CIS 120e: SpellChecker

All modern word processors, along with increasingly many other programs, have a built in spell check function that allows even the worst typist some level of efficiency. To complete this homework you will be coding a rudimentary spell check program based on a dictionary and list of corrections for misspelled words.

Your program will look at each word in a file, and if the word is not in the dictionary, ask the user to either a) leave it alone, b) change it to one or more suggested new words, or c) enter a correction of their own.

A few notes before we begin:

Recall: I/O and Collections

This homework is designed for you to gain practice with Java I/O (see java.io) and the Java Collections Framework (see java.util). The I/O package is very large with lots of different classes to choose from -- we recommend taking a look at the following classes:

Input Output

* Scanner is technically in java.util (not java.io). You will also find Lists, Maps and Sets helpful for this assignment. These collections resemble those we saw in OCaml.


Problem 0: A High Level Look

At a high level, a user (you) will run the program using SpellCheckerRunner. This creates the dictionary, correctors, opens the relevant files, and initializes a spell checker object which then does the actual spell checking process.

In addition to the provided files described above, we also provide several test classes (DictionaryTest, TokenScannerTest, etc.) and sample text files to run your code with.


Problem 1: Building the Dictionary

(File to submit: Dictionary.java)

Before we can actually program the spellchecker we need a class that reads in words from the dictionary, stores them in memory, and provides efficient access to them. Choosing the right data structure is important: if you have to check over 7 MB to see if a given word is correct and then need to repeat it 250-500 times (depending on the number of words in your document) you will have to take a rather long break each time you test your code.  Make sure to look at the javadocs and the unit test usage to get some idea of how to approach this problem. All IOExceptions that may result from the execution of this part of the program do not need to be caught.

As this is a rudimentary program, we will make some simplifying assumptions.

1.1 Add Test Cases

First open DictionaryTest.java. We only provide a few test cases. Using the given test cases as a template, look at the documentation about what the Dictionary class does, and add test cases for the following situations. By a test case, we mean that you should make the certain scenario happen, and verify that the response matches what you'd expect (from the Javadocs) using methods like assertEquals. Each bullet below should be its own test method:

Are there any other test situations which may occur? We've left out some scenarios from the list above.

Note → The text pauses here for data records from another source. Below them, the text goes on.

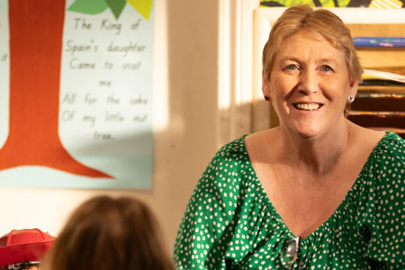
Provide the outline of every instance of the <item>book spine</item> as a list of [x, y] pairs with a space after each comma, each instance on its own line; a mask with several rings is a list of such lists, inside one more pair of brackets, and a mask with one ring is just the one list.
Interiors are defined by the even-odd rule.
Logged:
[[405, 37], [356, 37], [355, 47], [405, 48]]

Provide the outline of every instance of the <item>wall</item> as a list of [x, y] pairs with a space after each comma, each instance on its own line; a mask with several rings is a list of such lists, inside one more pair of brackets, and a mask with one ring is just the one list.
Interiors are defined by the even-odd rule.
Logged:
[[57, 235], [68, 213], [101, 194], [146, 201], [171, 250], [183, 212], [217, 149], [219, 1], [157, 0], [154, 176], [151, 190], [1, 188], [0, 235], [40, 228]]

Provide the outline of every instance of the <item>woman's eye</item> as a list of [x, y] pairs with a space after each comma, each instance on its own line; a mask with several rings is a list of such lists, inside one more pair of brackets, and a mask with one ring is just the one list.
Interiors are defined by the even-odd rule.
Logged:
[[286, 69], [288, 69], [288, 70], [297, 70], [298, 68], [295, 65], [288, 65]]
[[324, 72], [328, 72], [328, 71], [332, 70], [332, 68], [329, 66], [322, 66], [322, 68], [320, 68], [320, 69]]

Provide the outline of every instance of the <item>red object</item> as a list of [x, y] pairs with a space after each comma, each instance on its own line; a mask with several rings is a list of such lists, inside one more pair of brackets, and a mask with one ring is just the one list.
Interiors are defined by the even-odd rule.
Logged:
[[10, 122], [0, 170], [44, 166], [88, 177], [111, 176], [81, 164], [58, 135], [65, 1], [9, 1]]
[[13, 230], [0, 238], [0, 267], [23, 261], [39, 261], [55, 238], [39, 229]]

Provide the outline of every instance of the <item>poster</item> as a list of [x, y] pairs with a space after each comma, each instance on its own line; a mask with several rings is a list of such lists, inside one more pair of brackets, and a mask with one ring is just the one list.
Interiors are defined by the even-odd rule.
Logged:
[[150, 188], [153, 2], [0, 0], [0, 185]]
[[404, 8], [405, 0], [261, 0], [261, 6], [310, 4], [321, 7]]

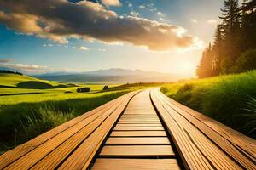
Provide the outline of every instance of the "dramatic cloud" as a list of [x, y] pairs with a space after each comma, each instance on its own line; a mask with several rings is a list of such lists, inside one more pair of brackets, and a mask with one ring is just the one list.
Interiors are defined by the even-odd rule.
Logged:
[[80, 49], [80, 50], [86, 51], [86, 50], [88, 50], [88, 48], [84, 47], [84, 46], [81, 46], [81, 47], [79, 47], [79, 49]]
[[197, 41], [181, 26], [138, 17], [119, 17], [104, 6], [85, 0], [2, 0], [0, 23], [61, 43], [67, 43], [68, 38], [96, 39], [107, 43], [129, 42], [151, 50], [169, 50], [190, 48]]
[[120, 6], [121, 3], [119, 0], [102, 0], [102, 3], [106, 6]]
[[140, 14], [138, 12], [136, 12], [136, 11], [131, 11], [130, 14], [131, 16], [135, 16], [135, 17], [137, 17], [138, 15], [140, 15]]
[[53, 44], [48, 43], [48, 44], [43, 44], [43, 47], [53, 47]]
[[191, 19], [190, 21], [195, 24], [198, 23], [198, 20], [196, 19]]
[[217, 24], [217, 20], [208, 20], [207, 23], [208, 24]]
[[9, 63], [9, 62], [11, 62], [13, 61], [14, 60], [13, 59], [0, 59], [0, 64], [2, 63]]

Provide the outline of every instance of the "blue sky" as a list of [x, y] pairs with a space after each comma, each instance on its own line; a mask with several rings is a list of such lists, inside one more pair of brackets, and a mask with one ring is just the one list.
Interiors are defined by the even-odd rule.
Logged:
[[170, 50], [152, 50], [130, 42], [108, 43], [97, 38], [90, 42], [73, 37], [64, 44], [8, 28], [8, 22], [0, 19], [0, 62], [9, 59], [2, 65], [20, 65], [33, 73], [124, 68], [194, 76], [204, 45], [212, 40], [221, 7], [221, 0], [125, 0], [119, 6], [103, 6], [118, 16], [178, 26], [201, 42], [196, 48]]

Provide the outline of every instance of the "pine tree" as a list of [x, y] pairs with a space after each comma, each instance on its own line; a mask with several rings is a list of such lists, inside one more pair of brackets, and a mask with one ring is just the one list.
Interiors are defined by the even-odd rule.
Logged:
[[222, 43], [223, 43], [224, 32], [221, 29], [221, 25], [217, 26], [215, 31], [214, 43], [213, 43], [213, 71], [214, 75], [218, 75], [220, 71], [220, 63], [222, 60]]
[[241, 52], [256, 48], [256, 0], [242, 3]]
[[241, 14], [238, 0], [225, 0], [219, 18], [223, 20], [223, 22], [220, 27], [224, 33], [224, 46], [225, 48], [223, 55], [235, 62], [240, 54], [238, 42], [241, 30]]
[[200, 62], [200, 65], [197, 67], [196, 73], [200, 78], [212, 76], [214, 75], [212, 67], [212, 48], [209, 43], [208, 48], [205, 49], [202, 54], [202, 58]]

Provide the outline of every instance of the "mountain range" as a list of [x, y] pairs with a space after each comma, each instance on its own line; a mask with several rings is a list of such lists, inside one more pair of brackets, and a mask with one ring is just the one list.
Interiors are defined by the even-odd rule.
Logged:
[[[11, 70], [24, 74], [28, 74], [27, 72], [13, 68], [0, 67], [0, 70]], [[145, 71], [139, 69], [128, 70], [120, 68], [84, 72], [48, 72], [31, 76], [49, 81], [83, 83], [132, 83], [139, 82], [174, 82], [177, 81], [180, 77], [184, 77], [184, 75], [175, 75], [157, 71]]]
[[126, 83], [177, 81], [180, 75], [142, 70], [108, 69], [86, 72], [52, 72], [34, 76], [50, 81], [69, 82]]

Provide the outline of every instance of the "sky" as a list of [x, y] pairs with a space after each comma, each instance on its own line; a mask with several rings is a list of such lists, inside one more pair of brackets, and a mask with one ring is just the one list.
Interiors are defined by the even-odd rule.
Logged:
[[3, 0], [0, 66], [195, 76], [222, 0]]

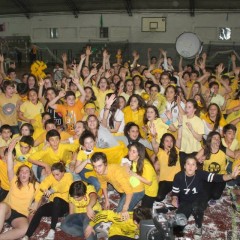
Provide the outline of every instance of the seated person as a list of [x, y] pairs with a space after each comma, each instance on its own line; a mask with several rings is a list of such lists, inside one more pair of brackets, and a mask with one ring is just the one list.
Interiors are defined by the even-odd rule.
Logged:
[[186, 218], [189, 218], [191, 214], [194, 216], [196, 222], [195, 235], [201, 236], [204, 211], [208, 202], [204, 183], [221, 183], [235, 179], [240, 173], [239, 165], [234, 168], [231, 174], [221, 175], [197, 171], [197, 159], [187, 158], [184, 168], [184, 171], [177, 173], [174, 177], [172, 205], [178, 208], [176, 213], [183, 213]]
[[[74, 237], [84, 237], [89, 221], [101, 211], [96, 190], [82, 181], [73, 182], [69, 188], [69, 215], [63, 220], [61, 229]], [[93, 234], [87, 239], [93, 239]]]
[[92, 184], [98, 192], [100, 190], [100, 184], [90, 161], [91, 156], [94, 151], [96, 151], [95, 137], [91, 132], [84, 131], [79, 142], [81, 144], [81, 150], [77, 155], [77, 162], [74, 171], [79, 174], [83, 181]]
[[112, 222], [109, 229], [109, 240], [133, 240], [139, 235], [139, 224], [141, 220], [152, 219], [152, 214], [148, 208], [135, 208], [129, 213], [129, 219], [125, 219], [121, 214], [111, 210], [103, 210], [95, 215], [89, 226], [85, 230], [85, 237], [88, 238], [95, 233], [93, 227], [100, 222]]
[[28, 161], [38, 166], [37, 178], [43, 180], [51, 173], [51, 166], [57, 162], [70, 163], [69, 152], [75, 152], [78, 145], [60, 143], [60, 133], [56, 129], [47, 132], [46, 140], [49, 144], [45, 150], [33, 153]]
[[117, 212], [128, 216], [128, 211], [132, 211], [144, 196], [143, 183], [131, 185], [131, 175], [127, 168], [119, 164], [108, 164], [104, 153], [95, 152], [91, 157], [91, 162], [103, 190], [105, 209], [110, 207], [107, 192], [107, 183], [110, 183], [121, 195]]

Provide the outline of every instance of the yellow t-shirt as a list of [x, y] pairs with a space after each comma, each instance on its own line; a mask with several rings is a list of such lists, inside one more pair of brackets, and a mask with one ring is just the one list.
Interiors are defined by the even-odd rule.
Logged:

You should write additional test cases for any other situations you think of.

TIP: Don't forget about null! A null word is never in the dictionary.

1.2 Dictionary.java

Running the DictionaryTest will fail because although you've outlined the expected behavior, you haven't written the Dictionary class itself! Now create a file called Dictionary.java and implement the class.

You should run your tests, find what fails, and correct the code until your test cases pass. Note: When you attempt to run the unit test file, it may warn you: "Errors exist in required project(s) ... Proceed with launch?". You should hit "Proceed". The error is occuring because you haven't written the files for the next steps in the assignment, and the provided tests for those are looking for those missing files.

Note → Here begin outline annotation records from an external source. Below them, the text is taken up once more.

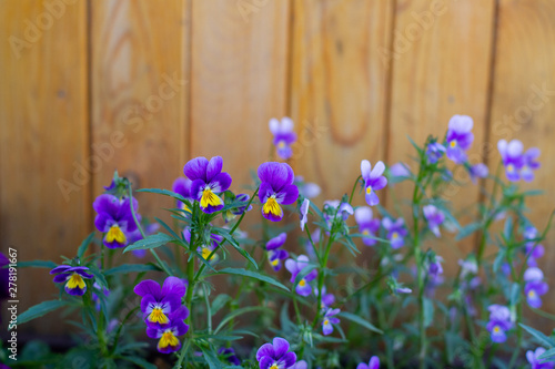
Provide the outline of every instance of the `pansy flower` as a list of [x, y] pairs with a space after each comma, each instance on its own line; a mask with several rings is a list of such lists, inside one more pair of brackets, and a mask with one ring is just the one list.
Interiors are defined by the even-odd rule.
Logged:
[[387, 230], [387, 239], [391, 243], [391, 247], [397, 249], [403, 247], [405, 244], [405, 236], [407, 230], [405, 228], [405, 221], [403, 218], [397, 218], [392, 221], [390, 217], [384, 217], [382, 219], [382, 225]]
[[441, 236], [440, 226], [445, 221], [445, 215], [443, 214], [443, 212], [440, 211], [434, 205], [424, 206], [422, 208], [422, 212], [424, 213], [424, 217], [426, 218], [430, 230], [432, 230], [432, 233], [436, 237], [440, 237]]
[[331, 335], [333, 332], [333, 325], [340, 324], [340, 319], [336, 317], [340, 311], [340, 309], [327, 309], [325, 311], [322, 320], [322, 332], [324, 336]]
[[428, 143], [427, 147], [426, 147], [427, 162], [430, 164], [437, 163], [437, 161], [440, 161], [440, 158], [442, 158], [445, 151], [446, 151], [445, 146], [436, 141]]
[[189, 330], [189, 326], [183, 322], [188, 316], [189, 309], [181, 306], [168, 316], [168, 322], [164, 326], [147, 328], [147, 336], [159, 340], [157, 346], [159, 352], [171, 353], [181, 348], [178, 337]]
[[382, 162], [377, 162], [373, 170], [369, 161], [363, 160], [361, 162], [361, 174], [364, 180], [364, 196], [366, 198], [366, 204], [370, 206], [380, 204], [376, 191], [387, 185], [387, 178], [382, 175], [384, 171], [385, 165]]
[[506, 331], [513, 327], [511, 321], [511, 311], [506, 306], [490, 305], [490, 321], [487, 322], [487, 330], [491, 334], [492, 341], [502, 344], [507, 340]]
[[549, 286], [543, 280], [544, 273], [536, 267], [532, 267], [524, 271], [524, 294], [526, 295], [526, 301], [533, 308], [542, 307], [542, 295], [547, 294]]
[[64, 289], [68, 294], [83, 296], [87, 291], [87, 284], [83, 278], [91, 279], [93, 277], [93, 275], [87, 273], [87, 270], [89, 270], [89, 268], [83, 266], [72, 267], [70, 265], [60, 265], [50, 270], [50, 274], [56, 274], [54, 283], [65, 283]]
[[370, 358], [369, 363], [361, 362], [356, 366], [356, 369], [380, 369], [380, 358], [373, 356]]
[[357, 207], [354, 212], [354, 218], [359, 225], [359, 232], [365, 237], [362, 237], [362, 242], [366, 246], [372, 246], [377, 243], [375, 237], [377, 230], [380, 230], [380, 219], [372, 217], [372, 209], [367, 206]]
[[545, 353], [545, 349], [543, 347], [536, 348], [535, 351], [528, 350], [526, 351], [526, 360], [528, 360], [528, 363], [532, 369], [553, 369], [555, 368], [555, 362], [553, 361], [547, 361], [547, 362], [542, 362], [543, 360], [539, 359], [539, 357]]
[[283, 117], [278, 121], [275, 117], [270, 120], [270, 132], [274, 135], [273, 144], [278, 156], [287, 160], [293, 155], [291, 145], [296, 141], [296, 133], [293, 131], [293, 121], [291, 117]]
[[[285, 268], [291, 273], [291, 283], [294, 284], [296, 276], [302, 269], [309, 266], [309, 257], [306, 255], [299, 255], [295, 259], [286, 259]], [[301, 296], [309, 296], [312, 293], [312, 287], [310, 283], [317, 277], [317, 270], [311, 270], [304, 278], [301, 278], [299, 285], [295, 287], [295, 291]]]
[[[129, 244], [129, 234], [137, 229], [137, 224], [131, 213], [129, 198], [118, 198], [103, 194], [94, 199], [92, 207], [98, 213], [94, 218], [97, 229], [104, 233], [103, 243], [108, 248], [124, 247]], [[137, 213], [139, 202], [133, 198], [133, 211]], [[137, 214], [140, 222], [141, 217]]]
[[275, 271], [281, 269], [281, 263], [289, 257], [289, 253], [280, 247], [287, 239], [286, 233], [281, 233], [266, 243], [268, 259]]
[[141, 311], [149, 327], [168, 327], [170, 314], [181, 306], [185, 295], [185, 283], [178, 277], [168, 277], [162, 288], [158, 281], [147, 279], [138, 284], [133, 291], [141, 296]]
[[[185, 199], [193, 201], [193, 196], [191, 195], [191, 185], [193, 182], [185, 177], [179, 177], [173, 182], [172, 189], [174, 193], [183, 196]], [[178, 207], [183, 212], [191, 213], [189, 206], [185, 203], [178, 199]]]
[[287, 369], [296, 361], [295, 352], [289, 351], [286, 339], [275, 337], [272, 344], [262, 345], [256, 351], [260, 369]]
[[231, 176], [222, 172], [223, 160], [214, 156], [210, 160], [201, 156], [189, 161], [183, 168], [192, 181], [191, 197], [200, 202], [201, 209], [211, 214], [223, 208], [223, 199], [219, 196], [230, 188]]
[[456, 164], [466, 162], [466, 151], [471, 148], [474, 122], [468, 115], [453, 115], [447, 131], [447, 157]]
[[258, 170], [261, 181], [259, 198], [262, 204], [262, 215], [272, 222], [283, 218], [281, 205], [296, 202], [299, 188], [293, 184], [294, 174], [289, 164], [269, 162], [263, 163]]

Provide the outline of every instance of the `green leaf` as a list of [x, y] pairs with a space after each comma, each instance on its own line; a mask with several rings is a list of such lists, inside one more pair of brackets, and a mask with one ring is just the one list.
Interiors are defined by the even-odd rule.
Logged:
[[539, 342], [542, 342], [542, 345], [545, 345], [548, 348], [553, 348], [555, 346], [555, 342], [551, 338], [542, 334], [539, 330], [535, 330], [534, 328], [525, 326], [523, 324], [519, 324], [519, 326], [526, 329], [528, 334], [534, 336], [534, 338], [536, 338]]
[[432, 321], [434, 320], [434, 303], [427, 298], [424, 297], [424, 327], [430, 327]]
[[147, 238], [135, 242], [133, 245], [125, 247], [123, 253], [131, 252], [134, 249], [150, 249], [157, 248], [174, 240], [173, 237], [168, 236], [164, 233], [157, 233], [155, 235], [147, 236]]
[[[8, 267], [7, 265], [6, 267]], [[53, 269], [58, 266], [54, 262], [50, 260], [31, 260], [31, 262], [20, 262], [18, 263], [18, 268], [48, 268]]]
[[351, 314], [351, 312], [347, 312], [347, 311], [341, 311], [339, 314], [340, 317], [342, 318], [345, 318], [347, 320], [351, 320], [352, 322], [355, 322], [366, 329], [370, 329], [372, 331], [375, 331], [376, 334], [380, 334], [380, 335], [383, 335], [383, 331], [379, 328], [376, 328], [374, 325], [372, 325], [370, 321], [361, 318], [360, 316], [357, 315], [354, 315], [354, 314]]
[[40, 303], [39, 305], [30, 307], [27, 311], [21, 312], [18, 316], [18, 324], [22, 325], [23, 322], [40, 318], [43, 315], [47, 315], [67, 305], [68, 303], [64, 300], [50, 300]]
[[118, 273], [133, 273], [133, 271], [161, 271], [159, 267], [152, 264], [123, 264], [104, 271], [104, 276], [111, 276]]
[[256, 271], [245, 270], [243, 268], [223, 268], [221, 270], [218, 270], [216, 274], [232, 274], [232, 275], [236, 275], [236, 276], [245, 276], [245, 277], [259, 279], [259, 280], [269, 283], [271, 285], [274, 285], [276, 287], [283, 288], [285, 290], [289, 290], [287, 287], [283, 286], [281, 283], [279, 283], [278, 280], [275, 280], [272, 277], [264, 276], [264, 275], [256, 273]]
[[87, 238], [81, 243], [81, 246], [79, 246], [79, 249], [77, 250], [77, 256], [79, 258], [82, 258], [84, 253], [87, 252], [87, 248], [89, 248], [89, 245], [92, 242], [92, 238], [94, 238], [94, 232], [92, 232]]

IMPORTANT: You should use BufferedReader and FileReader to read the file; do not use a Scanner. (An undocumented behavior of Scanners is that they stop processing if the file is very long; the dictionary.txt file we test with is long enough to trigger this behavior!)

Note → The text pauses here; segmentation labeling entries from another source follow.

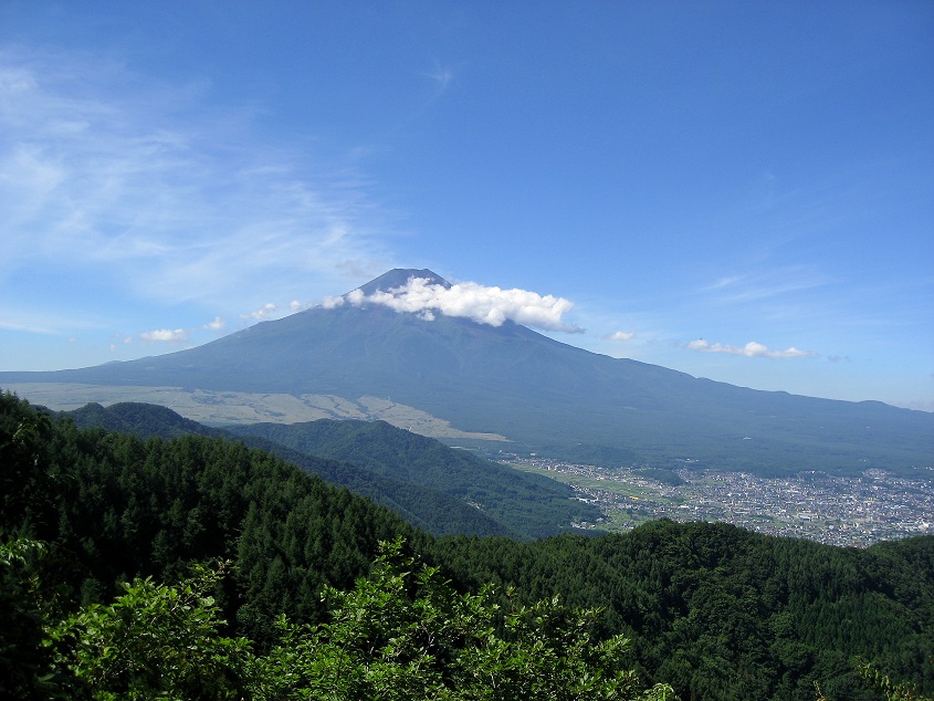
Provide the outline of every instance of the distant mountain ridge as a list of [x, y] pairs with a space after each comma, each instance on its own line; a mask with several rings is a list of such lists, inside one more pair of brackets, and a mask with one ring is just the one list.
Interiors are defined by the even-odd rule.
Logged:
[[[395, 270], [365, 294], [431, 271]], [[162, 386], [189, 391], [388, 397], [497, 448], [577, 462], [858, 474], [934, 464], [934, 414], [759, 391], [499, 327], [379, 304], [315, 307], [161, 356], [12, 383]], [[287, 417], [282, 420], [287, 421]], [[494, 446], [486, 441], [486, 446]]]

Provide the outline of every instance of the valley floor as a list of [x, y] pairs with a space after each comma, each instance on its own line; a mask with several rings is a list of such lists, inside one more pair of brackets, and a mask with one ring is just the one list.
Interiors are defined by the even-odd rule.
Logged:
[[822, 472], [763, 479], [743, 472], [678, 470], [681, 484], [639, 473], [638, 468], [600, 468], [542, 458], [504, 461], [575, 488], [606, 514], [581, 529], [620, 532], [654, 519], [722, 521], [770, 535], [864, 547], [934, 533], [934, 470], [905, 479], [882, 470], [858, 478]]

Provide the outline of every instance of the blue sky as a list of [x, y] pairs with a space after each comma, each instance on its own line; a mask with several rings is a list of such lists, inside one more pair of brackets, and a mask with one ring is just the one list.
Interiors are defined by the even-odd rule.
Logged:
[[430, 268], [598, 353], [934, 410], [934, 4], [0, 2], [0, 245], [2, 370]]

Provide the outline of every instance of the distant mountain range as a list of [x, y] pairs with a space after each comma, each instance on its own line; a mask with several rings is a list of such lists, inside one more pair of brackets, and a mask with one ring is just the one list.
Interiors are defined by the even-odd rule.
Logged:
[[[360, 290], [369, 296], [411, 278], [448, 284], [431, 271], [393, 270]], [[407, 408], [416, 417], [413, 430], [424, 417], [450, 426], [461, 444], [600, 464], [763, 475], [868, 468], [910, 474], [934, 465], [934, 414], [735, 387], [590, 353], [508, 321], [491, 326], [440, 313], [427, 318], [367, 304], [366, 296], [167, 355], [0, 373], [0, 387], [81, 384], [99, 390], [97, 397], [103, 393], [102, 404], [133, 398], [140, 388], [180, 388], [175, 391], [197, 404], [197, 418], [217, 425], [243, 422], [232, 417], [230, 402], [271, 395], [339, 418], [372, 418], [368, 407], [379, 400]], [[330, 414], [322, 408], [328, 402]], [[405, 425], [405, 416], [393, 422]], [[286, 408], [260, 418], [307, 417]]]

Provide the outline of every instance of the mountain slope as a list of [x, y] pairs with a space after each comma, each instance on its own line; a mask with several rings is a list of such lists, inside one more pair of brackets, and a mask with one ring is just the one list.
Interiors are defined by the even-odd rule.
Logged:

Also: Always remember to close your input streams! If you find a test is not running, you may need to delete the file or exit the Java process in order to manually close the stream.

It is critical that your Dictionary works properly before moving on! Make sure that the method signatures match those in the Javadoc exactly.


Problem 2: Building Correctors

(File to submit: FileCorrector.java and SwapCorrector.java)

Suppose a word doesn't occur in a dictionary. How could we fix it?

Corrector is an abstract class where the getCorrections method is abstract. Any subclass of Corrector must implement this method, and thus is able to provide corrections for a given misspelled word. We will implement two different kinds of Correctors:

  1. FileCorrector - uses a reference text file containing common misspellings to provide suggestions for a misspelled word
  2. SwapCorrector - uses a Dictionary, and suggests any words from it that are a single "swap" from the given incorrect word. For example, it might suggest "this" if the incorrect word was "thsi".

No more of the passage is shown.